Wiesz... chętnie bym zabił i wypatroszył. Ale w bloku w Warszawie nie ma za bardzo jak ;_;
@jebiemnieto jak długo się suszy takie mięcho? Robisz to pierwszy raz czy masz już jakieś doświadczenie?
Suszoną wołowinkę bym zjadła, siostra mówi, że pycha, a ja nigdzie w sklepie znaleźć nie mogę bo u nas to bieda ;_;
@jebiemnieto jak długo się suszy takie mięcho? Robisz to pierwszy raz czy masz już jakieś doświadczenie?
Suszoną wołowinkę bym zjadła, siostra mówi, że pycha, a ja nigdzie w sklepie znaleźć nie mogę bo u nas to bieda ;_;
@rdzen: Już suszyłem wcześniej wieprzowinę jak i wołowinę. W smaku jest oczywiście duża różnica.

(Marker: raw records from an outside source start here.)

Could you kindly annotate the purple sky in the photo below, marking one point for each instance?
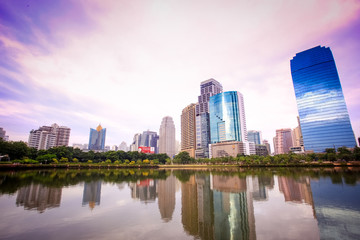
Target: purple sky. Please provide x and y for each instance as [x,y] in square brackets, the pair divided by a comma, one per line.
[127,64]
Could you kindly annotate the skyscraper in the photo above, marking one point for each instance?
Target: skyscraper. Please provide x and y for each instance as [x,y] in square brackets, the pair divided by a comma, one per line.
[97,138]
[254,136]
[167,136]
[227,117]
[208,88]
[283,141]
[150,139]
[49,136]
[324,118]
[188,130]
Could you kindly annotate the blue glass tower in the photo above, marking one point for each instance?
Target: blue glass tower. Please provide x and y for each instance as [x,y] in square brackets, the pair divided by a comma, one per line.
[227,117]
[324,118]
[97,138]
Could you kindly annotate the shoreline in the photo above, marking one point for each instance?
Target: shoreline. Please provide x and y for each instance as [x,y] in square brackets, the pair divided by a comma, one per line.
[174,166]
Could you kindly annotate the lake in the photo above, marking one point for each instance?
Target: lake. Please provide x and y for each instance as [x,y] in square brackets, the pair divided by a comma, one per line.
[254,203]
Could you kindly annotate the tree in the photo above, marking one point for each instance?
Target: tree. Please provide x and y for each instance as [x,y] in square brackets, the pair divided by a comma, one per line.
[47,158]
[182,157]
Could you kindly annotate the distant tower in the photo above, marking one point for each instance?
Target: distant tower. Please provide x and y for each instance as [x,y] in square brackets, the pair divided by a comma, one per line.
[283,141]
[188,130]
[254,136]
[150,139]
[324,118]
[49,136]
[227,117]
[97,138]
[167,137]
[208,89]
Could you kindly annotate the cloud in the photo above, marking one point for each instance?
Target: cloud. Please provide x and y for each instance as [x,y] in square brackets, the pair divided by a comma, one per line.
[128,64]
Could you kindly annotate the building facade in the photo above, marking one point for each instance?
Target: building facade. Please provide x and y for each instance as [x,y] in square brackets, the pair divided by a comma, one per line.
[167,137]
[254,136]
[188,130]
[150,139]
[208,89]
[283,141]
[227,117]
[324,118]
[97,138]
[49,136]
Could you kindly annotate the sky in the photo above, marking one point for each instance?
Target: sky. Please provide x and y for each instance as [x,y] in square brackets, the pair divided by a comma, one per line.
[127,64]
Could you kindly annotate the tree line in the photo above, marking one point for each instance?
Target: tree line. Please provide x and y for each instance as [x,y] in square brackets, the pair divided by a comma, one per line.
[19,151]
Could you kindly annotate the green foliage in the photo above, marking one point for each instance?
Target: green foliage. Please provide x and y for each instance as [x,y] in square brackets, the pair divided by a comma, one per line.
[47,158]
[183,158]
[64,160]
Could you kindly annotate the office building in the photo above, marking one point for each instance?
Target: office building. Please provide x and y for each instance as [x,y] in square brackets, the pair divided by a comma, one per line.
[49,136]
[254,136]
[3,135]
[123,147]
[267,144]
[227,117]
[97,138]
[136,142]
[208,88]
[261,150]
[188,130]
[324,118]
[283,141]
[150,139]
[167,137]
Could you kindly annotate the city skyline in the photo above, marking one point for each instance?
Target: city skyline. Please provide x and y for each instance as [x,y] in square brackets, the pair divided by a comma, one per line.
[127,65]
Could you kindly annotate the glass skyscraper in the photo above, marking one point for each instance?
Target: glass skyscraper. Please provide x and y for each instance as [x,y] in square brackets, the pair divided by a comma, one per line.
[208,88]
[227,117]
[324,118]
[97,138]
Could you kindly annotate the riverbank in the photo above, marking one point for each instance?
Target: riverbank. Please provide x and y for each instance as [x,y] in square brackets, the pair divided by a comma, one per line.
[16,166]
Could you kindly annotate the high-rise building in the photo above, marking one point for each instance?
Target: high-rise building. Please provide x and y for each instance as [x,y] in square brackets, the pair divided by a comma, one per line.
[49,136]
[188,130]
[150,139]
[267,144]
[3,134]
[136,142]
[324,118]
[254,136]
[283,141]
[208,88]
[227,117]
[97,138]
[123,147]
[167,137]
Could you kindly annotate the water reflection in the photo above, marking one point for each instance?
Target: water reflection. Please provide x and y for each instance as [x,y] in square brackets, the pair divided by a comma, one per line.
[38,197]
[91,194]
[283,204]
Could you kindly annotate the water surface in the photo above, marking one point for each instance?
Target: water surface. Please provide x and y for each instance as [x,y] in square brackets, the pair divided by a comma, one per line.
[274,203]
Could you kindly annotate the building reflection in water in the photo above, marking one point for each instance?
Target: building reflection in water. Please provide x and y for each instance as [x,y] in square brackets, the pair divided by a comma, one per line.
[166,197]
[38,197]
[144,190]
[222,207]
[91,194]
[298,191]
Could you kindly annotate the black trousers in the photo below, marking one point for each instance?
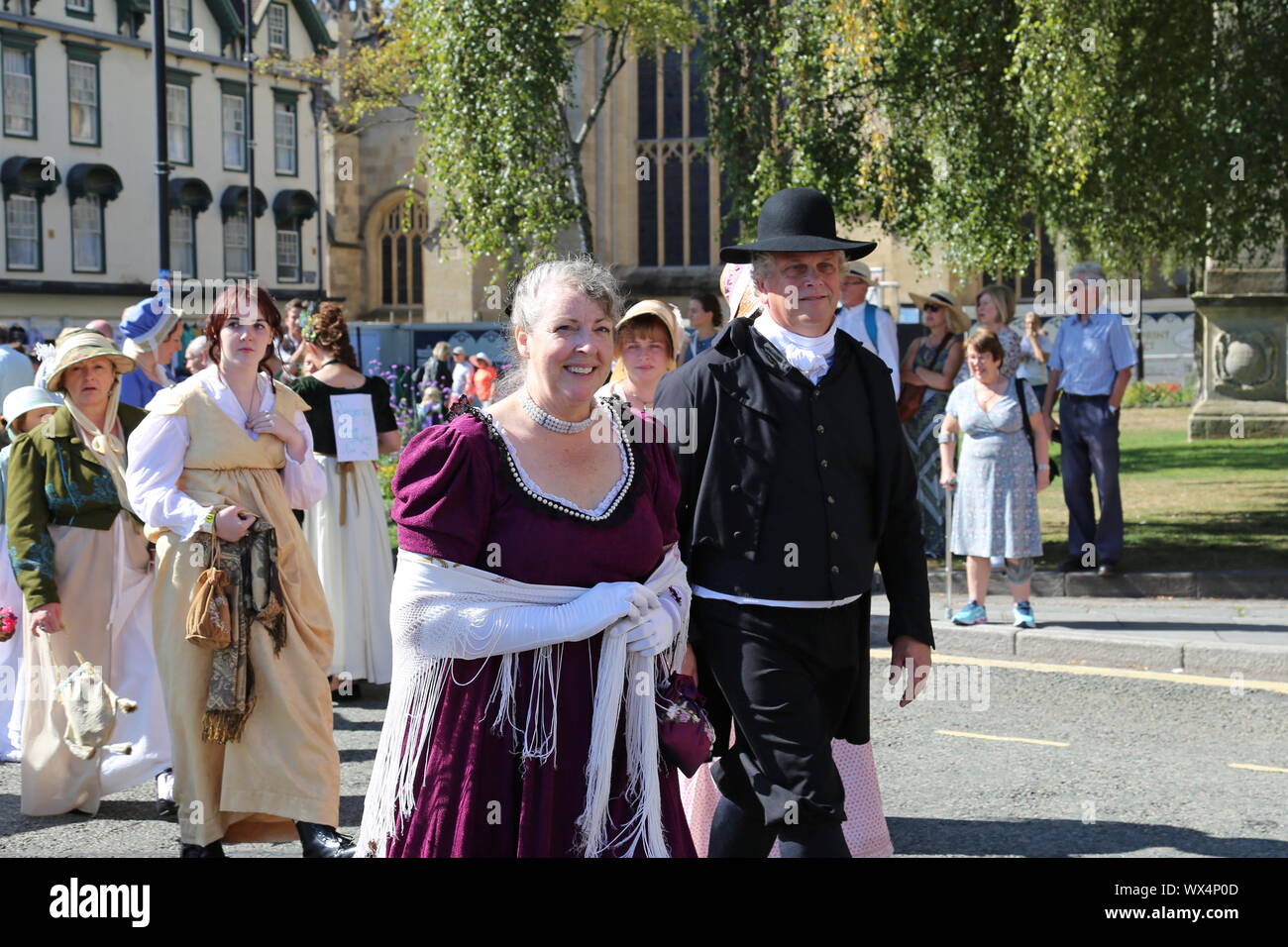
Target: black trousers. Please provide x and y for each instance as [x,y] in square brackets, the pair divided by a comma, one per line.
[789,677]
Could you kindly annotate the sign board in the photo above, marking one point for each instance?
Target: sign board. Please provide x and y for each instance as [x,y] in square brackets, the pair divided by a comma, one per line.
[355,421]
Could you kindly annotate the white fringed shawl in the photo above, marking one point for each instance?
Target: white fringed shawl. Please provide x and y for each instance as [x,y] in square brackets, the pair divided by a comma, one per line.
[436,612]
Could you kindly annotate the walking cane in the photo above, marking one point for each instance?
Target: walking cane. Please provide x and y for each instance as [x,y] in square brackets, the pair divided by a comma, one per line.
[948,552]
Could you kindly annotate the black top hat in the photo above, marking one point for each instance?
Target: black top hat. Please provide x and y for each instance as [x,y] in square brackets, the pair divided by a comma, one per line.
[797,219]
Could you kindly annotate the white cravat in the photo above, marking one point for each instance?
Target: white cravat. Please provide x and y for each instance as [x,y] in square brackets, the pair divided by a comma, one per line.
[811,356]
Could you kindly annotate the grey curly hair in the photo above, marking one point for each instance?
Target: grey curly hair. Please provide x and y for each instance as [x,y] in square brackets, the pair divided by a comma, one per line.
[579,273]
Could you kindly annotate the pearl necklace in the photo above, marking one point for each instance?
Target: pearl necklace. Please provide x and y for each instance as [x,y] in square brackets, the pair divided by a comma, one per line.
[563,508]
[557,424]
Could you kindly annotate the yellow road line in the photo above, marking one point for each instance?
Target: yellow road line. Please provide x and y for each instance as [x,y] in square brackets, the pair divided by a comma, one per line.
[1260,770]
[1010,740]
[1271,685]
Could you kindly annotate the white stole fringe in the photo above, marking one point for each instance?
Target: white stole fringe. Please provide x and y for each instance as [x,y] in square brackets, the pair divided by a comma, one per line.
[436,607]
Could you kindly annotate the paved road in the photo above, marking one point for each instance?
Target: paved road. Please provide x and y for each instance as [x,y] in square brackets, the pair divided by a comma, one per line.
[1129,766]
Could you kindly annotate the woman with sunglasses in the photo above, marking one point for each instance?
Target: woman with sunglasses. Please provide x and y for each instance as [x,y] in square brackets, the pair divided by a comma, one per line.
[930,365]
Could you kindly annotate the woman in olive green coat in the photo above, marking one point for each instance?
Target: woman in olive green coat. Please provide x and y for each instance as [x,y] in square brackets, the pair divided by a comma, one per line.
[81,562]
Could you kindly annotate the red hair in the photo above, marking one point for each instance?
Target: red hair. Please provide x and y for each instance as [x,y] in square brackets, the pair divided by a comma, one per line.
[231,302]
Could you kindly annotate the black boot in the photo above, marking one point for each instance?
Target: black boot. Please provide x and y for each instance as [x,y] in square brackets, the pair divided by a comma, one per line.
[214,849]
[323,841]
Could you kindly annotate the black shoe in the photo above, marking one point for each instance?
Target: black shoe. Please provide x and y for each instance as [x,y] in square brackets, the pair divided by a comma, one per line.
[214,849]
[323,841]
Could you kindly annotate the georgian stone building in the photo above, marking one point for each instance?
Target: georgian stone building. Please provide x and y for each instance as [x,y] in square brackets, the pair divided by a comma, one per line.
[77,150]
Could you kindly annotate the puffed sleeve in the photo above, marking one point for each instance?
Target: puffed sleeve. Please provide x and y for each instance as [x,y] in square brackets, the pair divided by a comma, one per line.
[303,480]
[1010,354]
[31,548]
[954,401]
[443,491]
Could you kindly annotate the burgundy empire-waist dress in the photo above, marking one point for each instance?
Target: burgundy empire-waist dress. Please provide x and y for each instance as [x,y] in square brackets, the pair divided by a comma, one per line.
[458,496]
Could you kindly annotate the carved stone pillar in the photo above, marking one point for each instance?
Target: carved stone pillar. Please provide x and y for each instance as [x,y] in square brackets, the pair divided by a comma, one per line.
[1243,359]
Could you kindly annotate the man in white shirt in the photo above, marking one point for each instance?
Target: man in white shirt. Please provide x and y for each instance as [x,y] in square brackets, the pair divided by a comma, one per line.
[16,369]
[863,320]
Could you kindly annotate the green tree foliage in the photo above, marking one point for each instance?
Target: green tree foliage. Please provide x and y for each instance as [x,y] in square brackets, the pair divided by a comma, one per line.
[1137,129]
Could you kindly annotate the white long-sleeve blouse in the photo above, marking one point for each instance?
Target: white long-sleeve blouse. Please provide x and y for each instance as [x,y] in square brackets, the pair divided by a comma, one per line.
[158,447]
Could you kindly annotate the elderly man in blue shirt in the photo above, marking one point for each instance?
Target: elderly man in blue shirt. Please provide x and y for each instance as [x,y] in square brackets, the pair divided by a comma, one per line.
[1091,364]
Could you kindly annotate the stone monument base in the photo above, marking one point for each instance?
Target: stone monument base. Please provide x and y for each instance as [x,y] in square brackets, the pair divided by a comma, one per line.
[1222,419]
[1244,337]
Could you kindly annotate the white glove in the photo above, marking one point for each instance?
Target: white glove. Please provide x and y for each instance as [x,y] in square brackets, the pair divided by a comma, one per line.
[526,628]
[656,633]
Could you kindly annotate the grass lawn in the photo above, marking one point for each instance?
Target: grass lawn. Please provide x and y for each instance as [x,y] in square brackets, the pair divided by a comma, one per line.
[1202,505]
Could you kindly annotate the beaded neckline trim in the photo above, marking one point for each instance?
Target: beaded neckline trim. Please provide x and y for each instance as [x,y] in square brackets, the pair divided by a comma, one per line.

Ale wieprzowinka mimo wszystko też daje radę. Jeżeli jest przebadana oczywiście. Suszy się kilka godzin. Nigdy nie liczyłem w sumie. Trzeba to co jakiś czas sprawdzać.
Dodam, że mięso suszone ma to do siebie, że w piekarniku może się wydawać mega mokre. Jednak po wyjęciu i ostyfnięciu od razu twardnieje. Dlatego trzeba uważać by nie przedobrzyć.
Z tego co ja slyszalem, to wieprzowina sie nie nadaje do suszenia, bo ma duza zawartosc tluszczu. Tlusz jest najlepsza pozywka dla bakterii - najszybciej sie psuje. Wlasnie przez ten tluszcz sie nie suszy wieprzowiny. Co do dzika, to jest to dziczyzna, ktora ma bardzo niska zawartosc tluszczu.
@jkl: Chodzi o bakterie, wirusy i pasożyty. Dlatego się nie suszy świni bo ma tego pełno. Suszone mięso zjada się de facto na surowo.
No ale mięso badane ze sklepu jest dobre, bo właśnie przebadane pod tym kątem.